Groundviews

Searching for Answers: 9 Years After Prageeth Eknaligoda’s Disappearance

Featured image by Raisa Wickrematunge

On the the wall of Sandya Eknaligoda’s home is a black and white cartoon of a snake devouring the egg it has hatched from.

The cartoon is familiar – it is the work of Prageeth Eknaligoda, her husband, missing since January 24, 2010.

“If there’s anyone who has gone to great lengths in searching for details of her husband, that’s me,” Sandya Eknaligoda says. “Everyone knows that.”

Sandya spoke to Groundviews shortly after a detailed article on the progress of the investigation into Eknaligoda’s disappearance. Described as a “politically motivated crime” the case has been delayed due to attempts to withhold evidence.

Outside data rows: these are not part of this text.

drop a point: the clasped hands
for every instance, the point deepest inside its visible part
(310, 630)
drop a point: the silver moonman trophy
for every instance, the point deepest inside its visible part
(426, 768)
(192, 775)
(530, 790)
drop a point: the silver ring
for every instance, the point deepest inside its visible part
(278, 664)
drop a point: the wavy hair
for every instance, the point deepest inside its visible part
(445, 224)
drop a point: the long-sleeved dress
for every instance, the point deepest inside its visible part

Detailing her many visits to court, police stations, and other State bodies (by her count, she said she travelled to court as many as 50 times in 2016 alone) Sandya has been indefatigable in searching for answers. But she speaks most forcefully when she details the continued misinformation that has been spread about Prageeth Eknaligoda’s character – often, she says, by the Rajapaksas and their supporters.

“They have said he is abroad, in Dubai and in Europe. They have said he is living with another woman. They have said he is a terrorist.”

Sandya says these vicious rumours have destroyed her children’s lives. Last June, she filed a complaint with the CID in the wake of death threats leveled at her on social media (one of the people she named included an advisor to President Sirisena, Ulapane Sumana Thero) after a contempt of court case filed against the General Secretary of the Bodu Bala Sena, Gnanasara Thero, saw him convicted.

Prageeth Eknaligoda’s disappearance has been termed an “emblematic case”. There have been numerous reports detailing progress around investigations – but what does the term progress mean to Sandya, nine years later?

Watch a short clip from the interview with her, below.

Although the current Government was voted into power on several promises, including on accountability for past rights violations including those leveled against journalists, there has been little progress. Sandya did not hold back in condemning recent acts of tokenism on the part of the State to pay tribute to journalists, including Minister of Housing Development Sajith Premadasa’s recent announcement of four new housing projects in Weeraketiya, Hambantota, named after journalists Poddala Jayantha, Lasantha Wickrematunge, Keith Noyahr and Upali Tennekoon. Footage courtesy Selvaraja Rajasegar, from Maatram.

9 years later, Sandya is still searching for answers.